OpenMP has a long and successful history in parallel programming for CPUs. Since the introduction of accelerator offloading it has evolved into a promising candidate for all intra-node parallel computing needs. While this addition broke with the shared memory assumption OpenMP was initially developed with, efforts to employ OpenMP beyond shared-memory domains are practically non-existent.

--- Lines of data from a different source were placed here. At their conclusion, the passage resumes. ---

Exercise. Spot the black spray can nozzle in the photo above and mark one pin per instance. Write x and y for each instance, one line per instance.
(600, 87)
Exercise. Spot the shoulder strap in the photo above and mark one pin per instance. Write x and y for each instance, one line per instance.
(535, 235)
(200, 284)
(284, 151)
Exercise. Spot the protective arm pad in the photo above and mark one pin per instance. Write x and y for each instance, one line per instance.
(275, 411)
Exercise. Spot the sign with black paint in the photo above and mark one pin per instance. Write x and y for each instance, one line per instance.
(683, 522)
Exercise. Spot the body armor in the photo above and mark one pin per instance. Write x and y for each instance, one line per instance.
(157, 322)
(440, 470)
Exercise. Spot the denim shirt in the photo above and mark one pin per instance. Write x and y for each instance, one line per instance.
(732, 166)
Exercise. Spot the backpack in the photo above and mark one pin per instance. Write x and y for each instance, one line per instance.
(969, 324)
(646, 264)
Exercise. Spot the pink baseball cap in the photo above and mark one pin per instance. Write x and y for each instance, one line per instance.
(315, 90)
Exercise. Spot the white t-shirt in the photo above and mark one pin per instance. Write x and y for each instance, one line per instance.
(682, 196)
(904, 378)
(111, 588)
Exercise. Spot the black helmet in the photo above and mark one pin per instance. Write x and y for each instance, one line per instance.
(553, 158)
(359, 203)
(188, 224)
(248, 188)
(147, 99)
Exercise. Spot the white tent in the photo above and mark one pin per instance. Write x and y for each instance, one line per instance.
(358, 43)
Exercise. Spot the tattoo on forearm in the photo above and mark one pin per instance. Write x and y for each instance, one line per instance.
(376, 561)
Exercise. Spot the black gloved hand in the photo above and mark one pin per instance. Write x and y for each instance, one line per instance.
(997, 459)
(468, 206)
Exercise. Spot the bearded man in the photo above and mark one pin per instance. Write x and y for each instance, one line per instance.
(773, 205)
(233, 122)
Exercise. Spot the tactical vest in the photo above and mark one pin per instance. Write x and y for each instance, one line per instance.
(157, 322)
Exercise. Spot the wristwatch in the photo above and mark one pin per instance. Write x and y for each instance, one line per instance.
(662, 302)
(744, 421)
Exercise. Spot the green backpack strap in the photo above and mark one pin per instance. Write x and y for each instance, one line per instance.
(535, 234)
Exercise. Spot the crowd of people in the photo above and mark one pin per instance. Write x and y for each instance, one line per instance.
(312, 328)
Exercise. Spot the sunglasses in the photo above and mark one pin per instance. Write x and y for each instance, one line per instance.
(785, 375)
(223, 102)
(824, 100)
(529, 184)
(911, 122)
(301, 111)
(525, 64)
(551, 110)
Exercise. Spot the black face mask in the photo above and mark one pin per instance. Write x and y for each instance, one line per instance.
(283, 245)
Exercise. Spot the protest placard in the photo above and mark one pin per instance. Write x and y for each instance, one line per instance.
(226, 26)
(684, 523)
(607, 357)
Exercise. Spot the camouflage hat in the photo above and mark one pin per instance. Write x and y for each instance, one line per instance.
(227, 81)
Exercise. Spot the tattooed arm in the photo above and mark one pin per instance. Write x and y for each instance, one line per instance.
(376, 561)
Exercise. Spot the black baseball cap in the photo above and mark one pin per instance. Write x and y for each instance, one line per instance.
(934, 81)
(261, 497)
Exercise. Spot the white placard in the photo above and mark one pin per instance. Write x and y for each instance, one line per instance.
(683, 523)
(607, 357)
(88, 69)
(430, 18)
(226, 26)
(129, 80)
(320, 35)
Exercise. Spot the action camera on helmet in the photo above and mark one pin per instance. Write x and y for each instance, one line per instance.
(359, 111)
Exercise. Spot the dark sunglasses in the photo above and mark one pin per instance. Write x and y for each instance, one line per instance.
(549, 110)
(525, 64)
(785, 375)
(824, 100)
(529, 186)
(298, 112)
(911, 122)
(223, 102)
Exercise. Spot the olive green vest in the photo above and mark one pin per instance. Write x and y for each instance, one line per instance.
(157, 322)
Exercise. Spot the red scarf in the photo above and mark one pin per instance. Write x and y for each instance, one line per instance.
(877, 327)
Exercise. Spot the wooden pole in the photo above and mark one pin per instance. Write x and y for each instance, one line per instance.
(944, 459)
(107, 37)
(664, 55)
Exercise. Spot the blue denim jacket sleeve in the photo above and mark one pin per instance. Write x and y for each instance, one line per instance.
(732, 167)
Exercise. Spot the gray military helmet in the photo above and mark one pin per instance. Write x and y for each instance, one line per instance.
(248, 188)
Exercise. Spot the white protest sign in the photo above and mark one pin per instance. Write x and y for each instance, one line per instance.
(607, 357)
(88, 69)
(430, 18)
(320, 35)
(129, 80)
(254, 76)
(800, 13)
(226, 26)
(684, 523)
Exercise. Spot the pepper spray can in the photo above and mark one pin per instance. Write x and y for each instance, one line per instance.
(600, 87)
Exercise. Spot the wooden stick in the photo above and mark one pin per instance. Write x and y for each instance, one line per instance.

In this work we show that the OpenMP accelerator offloading model is sufficient to seamlessly and efficiently utilize more than a single compute node, and its connected accelerators. Without source code or compiler modifications we run an OpenMP offload capable program on a remote CPU, or remote accelerator (e.g., GPU), as if it was a local one. For applications that support multi-device offloading, any combination of local and remote CPUs and accelerators can be utilized simultaneously, fully transparent to the user. Our low-overhead implementation of Remote OpenMP Offloading is integrated into the LLVM/OpenMP compiler infrastructure and publicly available (in parts) with LLVM 12 and later. LLVM-based (vendor) compilers are expected to be compatible out-of-the-box as well.
To evaluate our work we provide detailed studies on micro benchmarks, as well as scaling results for two HPC proxy applications. We show perfect scaling across dozens of GPUs in multiple hosts with effectiveness that is directly proportional to the ratio of computation versus memory transfer time. Our work outlines the capabilities and limits of OpenMP 5.1 to efficiently utilize a distributed heterogeneous system without source, compiler, or language modifications, as opposed to other solutions such as MPI.